サマリー
◆2025年12月26日に閣議決定された2026年度の政府予算案によると、国の一般会計の基礎的財政収支(プライマリーバランス、PB)は1.3兆円の黒字である。ただし、政府がこれまで目標にしてきたのは国・地方の国民経済計算(SNA)ベースのPB黒字化であり、一般会計とは範囲や基準が異なる。
◆SNAでは、特別会計や、過去の予算の歳出繰越分が考慮される。
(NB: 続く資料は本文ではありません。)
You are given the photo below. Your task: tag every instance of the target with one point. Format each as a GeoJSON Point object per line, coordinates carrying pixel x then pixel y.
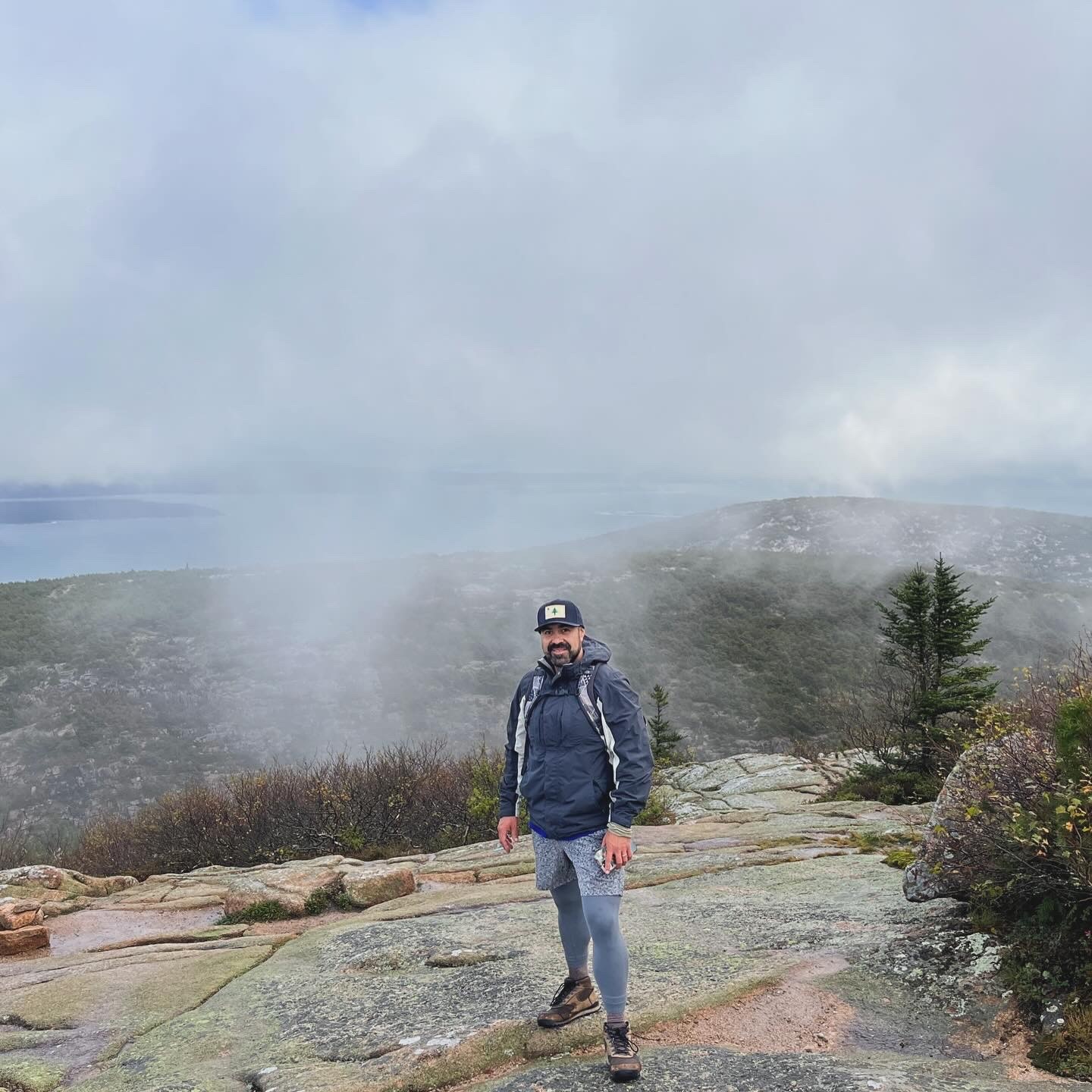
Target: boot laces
{"type": "Point", "coordinates": [620, 1039]}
外国為替資金特別会計や交付税及び譲与税配付金特別会計、及び2025年度の補正予算の繰越分を反映すると、一般会計ベースと比べて、SNAベースの国のPBは7.9兆円程度悪化するとみられる。
◆地方(SNAベース)のPBは、地方財政対策などを考慮すると5兆円以上の黒字が予想される。国・地方(SNAベース)を合算するとPBは1兆円程度の赤字となるが、GDP比では0.2%程度で、概ね均衡するとも考えられる。
◆ただし、例年は年度の途中に補正予算が編成され、特にコロナ禍後はそれが巨額になっている。2026年度の補正予算も巨額になれば、たとえ現時点でPB均衡が予想されていたとしても、最終的には明確な赤字になるだろう。